RMSProp algorithm uses differential square weighted average for the gradient of weight W and bias b, which is beneficial to correct the swing amplitude of gradient, making the swing amplitude of each dimension smaller, and making the convergence of network function faster. In the above formula, s_dW and s_db are the gradient momentum accumulated by the loss function during the previous t − 1 iteration, respectively, ε is a number used to smooth gradients, usually to the power of 10⁻⁸.

Before analyzing a frame sequence of a gesture, each individual 32×32×4 frames was fed through ResNet-18 to extract relevant spatial features. The first layer of ResNet-18 is a 3 × 3 convolutional layer with 64 output channels and stride 1. The residual block first has two 3 × 3 convolutional layers of the same output channel and stride 2. Each convolutional layer is followed by a batch normalization layer and ReLU activation function layer. Besides, use an additional 1 × 1 convolution layer to modify the number of channels and stride of the convolutional layer. The ResNet-18 is composed of 4 residual blocks. Each residual block doubles the number of channels of the previous residual block. In the model proposed, in this paper, the number of output channels used is 64, 128, 256, 512. The output for each frame was 1 × 1 × 512. Then flattened each feature map to 512 × 1. In order to avoid overfitting, a dropout layer is added after the dense layer, and the probability value is set to 0.5. A feature output map of shape 20 × 512 for every 20 frames dynamic gesture to be used as input for the LSTM. The LSTM in this article is many-to-one since then fed a sequence of 20 frames into the LSTM to extract temporal features. The final size of the LSTM network was chosen to be 1 layer with 512 units. Finally, the classification of 11 categories of dynamic gestures was achieved through a fully connected layer with 11 units, and the activation function uses the softmax function.

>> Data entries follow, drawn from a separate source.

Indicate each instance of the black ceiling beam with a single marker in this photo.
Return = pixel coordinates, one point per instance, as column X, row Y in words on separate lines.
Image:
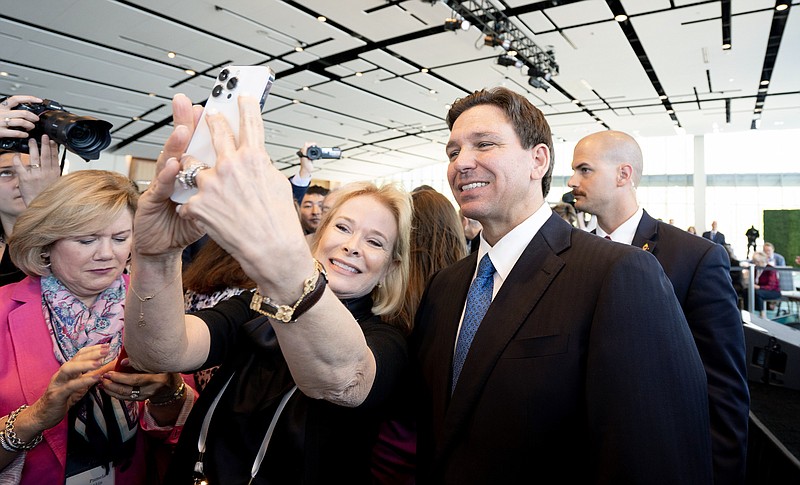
column 636, row 44
column 773, row 45
column 725, row 9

During the experiment, the parameters used in the experiment are set as follows: the learning rate is 0.00001, the epochs are 100, and the batch_size is 16. The model proposed in this article is implemented on TensorFlow (Abadi et al., 2016), a deep learning framework. This model is built using this framework and trained the network with 100 epochs using small-batch samples. To prevent overfitting, add a dropout layer with a probability of 0.5 after the fully connected layer. Specific training parameters are shown in Table 1. The entire network is trained in an end-to-end manner. Computations are performed on Google's Colab using GPUs.

TABLE 1

Table 1. Traning parameters.

4. Results and Discussion

After repeated training on the data, the average optimal accuracy is 100% on the training set and 92.55% on the validation set. Then conducted tests on the test set, and the result showed that the accuracy of the recognition rate was close to 93%. In order to see the experimental result more intuitively, a graph shows the change curve of the loss rate and accuracy rate of the network model with the increase of training epochs in Figure 6, the blue line represents training operation and the red line represents validation operation. The result shows that in the network model constructed in this article, convergence began after about 20 epochs, and since then the accuracy rate gradually increased while the loss rate gradually decreased. After 20 epochs, the accuracy of the training set converges to 99.95%, and that of the validation set converges to 92.55%. The results of repeated training on the model are shown in Table 2. The results show that there is little difference in the results obtained after repeated training. It shows that the model presented in this article is stable.

FIGURE 6

Figure 6. (A) Accuracy change in ResNet-18 and LSTM model. (B) Loss change in ResNet-18 and LSTM model.

TABLE 2

Table 2. Model training results.

Then test with the trained model, use the same data set, and finally get a confusion matrix as shown in Figure 7. It demonstrates that the model proposed in this article achieves high accuracy in the classification of 11 categories of gestures, has superiority in classification task of multi-class gesture.

FIGURE 7

Figure 7. Confusion matrix for the Soli 60–40% split for training and evaluation. (A) Confusion matrix for 11 categories of gestures of 10 users, (B) Normalized to percentage confusion matrix for 11 categories of gestures of 10 users.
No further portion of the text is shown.